Awesome
Computer Vision Model Compression Techniques
In this repo, we share examples for our paper Computer Vision Model Compression Techniques for Embedded Systems: A Survey. We share examples of Knowledge Distillation, Network Pruning and Quantization. These model compression techniques are presented using the Oxford-IIIT Pet Dataset [1] (Pet37).
Install
pip install -r requirements.txt
Usage
Knowledge Distillation
The Knowledge Distillation presented here is inspired by [2]. First, you need to train the teacher, that will be a normal training procedure. One teacher training command example is:
python train_teacher.py --teacher resnet50
Later, you need to use the desired weight to train the student network, as:
python train_student.py --teacher resnet50_0.916015625.pt --student resnet18
The final model will be saved with the "kd_" prefix
Pruning
The Network Pruning strategy used here is based on [3] Depgraph paper (a.k.a torch-pruning). You should preferably use a pretrained model on the Pet37 dataset with the --weights flag, or pass a new untrained model using --model.
Pruning Argments: --pruning-steps and --pruning-ratio
python train_pruning.py --weights resnet50_0.916015625.pt --pruning-steps 1 --pruning-ratio 0.4
In this example, a model with 40% of the original parameters' count will be created.
The final model will be saved with the "pruned_" prefix
Quantization
The Quantization strategy used here is based on [4] (QAT). We followed the instructions of the implemented official Pytorch QAT.
Quantization Argments: --target-device
python train_quantization.py --weights resnet50_0.916015625.pt --target-device embedded
The final model will be saved with the "quantized_" prefix
Mixing
You can mix multiple compression techniques. For instance, you can apply Knowledge Distillation to a model from Resnet50 to Resnet34, prune it by 30% and then apply QAT on it. To do so, you would only need to:
- Run python train_teacher.py (with the desired argments)
- Run python train_student.py (with the desired argments)
- Run python train_pruning.py (with the desired argments)

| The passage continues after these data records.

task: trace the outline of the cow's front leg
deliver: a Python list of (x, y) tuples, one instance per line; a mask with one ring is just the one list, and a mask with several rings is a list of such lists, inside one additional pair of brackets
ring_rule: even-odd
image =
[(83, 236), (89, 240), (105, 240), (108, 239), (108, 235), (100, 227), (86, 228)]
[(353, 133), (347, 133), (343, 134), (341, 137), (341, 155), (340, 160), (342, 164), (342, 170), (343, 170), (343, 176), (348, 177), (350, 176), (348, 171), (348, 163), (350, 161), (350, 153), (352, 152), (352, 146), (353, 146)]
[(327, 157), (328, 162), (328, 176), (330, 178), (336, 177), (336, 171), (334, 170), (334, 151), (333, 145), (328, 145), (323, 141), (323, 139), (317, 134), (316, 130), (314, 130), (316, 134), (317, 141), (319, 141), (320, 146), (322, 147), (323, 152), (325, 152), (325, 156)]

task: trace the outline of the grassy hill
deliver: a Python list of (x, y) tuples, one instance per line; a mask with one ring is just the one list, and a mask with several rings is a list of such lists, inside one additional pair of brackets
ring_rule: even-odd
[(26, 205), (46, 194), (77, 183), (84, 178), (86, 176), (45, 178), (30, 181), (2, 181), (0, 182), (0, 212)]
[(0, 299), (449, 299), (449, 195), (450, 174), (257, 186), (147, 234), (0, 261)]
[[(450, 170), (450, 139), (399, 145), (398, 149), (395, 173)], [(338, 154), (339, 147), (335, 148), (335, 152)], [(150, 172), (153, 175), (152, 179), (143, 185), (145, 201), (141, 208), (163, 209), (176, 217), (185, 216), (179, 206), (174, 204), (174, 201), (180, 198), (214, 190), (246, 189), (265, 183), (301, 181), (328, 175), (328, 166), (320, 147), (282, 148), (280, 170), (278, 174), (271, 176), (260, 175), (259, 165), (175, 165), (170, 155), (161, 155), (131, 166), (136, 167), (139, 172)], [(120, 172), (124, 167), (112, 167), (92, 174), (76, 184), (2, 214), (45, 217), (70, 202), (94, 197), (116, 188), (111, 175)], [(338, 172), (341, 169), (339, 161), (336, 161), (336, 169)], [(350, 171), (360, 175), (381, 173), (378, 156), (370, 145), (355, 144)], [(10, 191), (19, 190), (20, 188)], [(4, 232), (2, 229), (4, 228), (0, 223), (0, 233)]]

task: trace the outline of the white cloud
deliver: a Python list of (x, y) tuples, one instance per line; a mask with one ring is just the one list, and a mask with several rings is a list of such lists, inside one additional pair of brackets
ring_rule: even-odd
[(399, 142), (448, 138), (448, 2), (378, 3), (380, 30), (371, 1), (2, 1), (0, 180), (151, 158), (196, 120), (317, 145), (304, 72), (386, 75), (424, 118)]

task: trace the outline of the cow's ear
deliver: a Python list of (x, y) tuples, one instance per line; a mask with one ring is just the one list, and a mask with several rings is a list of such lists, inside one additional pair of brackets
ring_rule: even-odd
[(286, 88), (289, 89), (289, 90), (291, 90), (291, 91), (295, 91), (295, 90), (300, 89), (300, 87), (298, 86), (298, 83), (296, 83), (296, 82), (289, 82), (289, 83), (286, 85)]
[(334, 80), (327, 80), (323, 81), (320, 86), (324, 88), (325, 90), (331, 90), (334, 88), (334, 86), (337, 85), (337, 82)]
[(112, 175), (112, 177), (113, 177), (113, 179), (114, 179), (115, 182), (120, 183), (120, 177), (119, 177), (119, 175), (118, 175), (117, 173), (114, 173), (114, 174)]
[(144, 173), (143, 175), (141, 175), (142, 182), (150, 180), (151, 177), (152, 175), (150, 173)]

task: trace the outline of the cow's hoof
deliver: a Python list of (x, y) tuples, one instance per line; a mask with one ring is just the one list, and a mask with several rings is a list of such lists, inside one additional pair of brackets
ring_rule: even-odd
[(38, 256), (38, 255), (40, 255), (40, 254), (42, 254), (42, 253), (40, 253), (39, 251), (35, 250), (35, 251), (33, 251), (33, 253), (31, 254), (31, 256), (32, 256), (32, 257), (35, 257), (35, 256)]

- Run python train_quantization.py (with the desired argments)
Weights
We also share multiple weights with these training procedures (teacher-student training and pruning training) in the Releases tab.
Citation
@article{lopes2024computer,
title={Computer vision model compression techniques for embedded systems: A survey},
author={Lopes, Alexandre and dos Santos, Fernando Pereira and de Oliveira, Diulhio and Schiezaro, Mauricio and Pedrini, Helio},
journal={Computers \& Graphics},
pages={104015},
year={2024},
publisher={Elsevier}
}
References
[1] Hinton, Geoffrey, Oriol Vinyals, and Jeff Dean. "Distilling the knowledge in a neural network." arXiv preprint arXiv:1503.02531 (2015).
[2] Parkhi, Omkar M., et al. "Cats and dogs." 2012 IEEE conference on computer vision and pattern recognition. IEEE, 2012.
[3] Fang, Gongfan, et al. "Depgraph: Towards any structural pruning." Proceedings of the IEEE/CVF conference on computer vision and pattern recognition. 2023.
[4] Jacob, Benoit, et al. "Quantization and training of neural networks for efficient integer-arithmetic-only inference." Proceedings of the IEEE conference on computer vision and pattern recognition. 2018.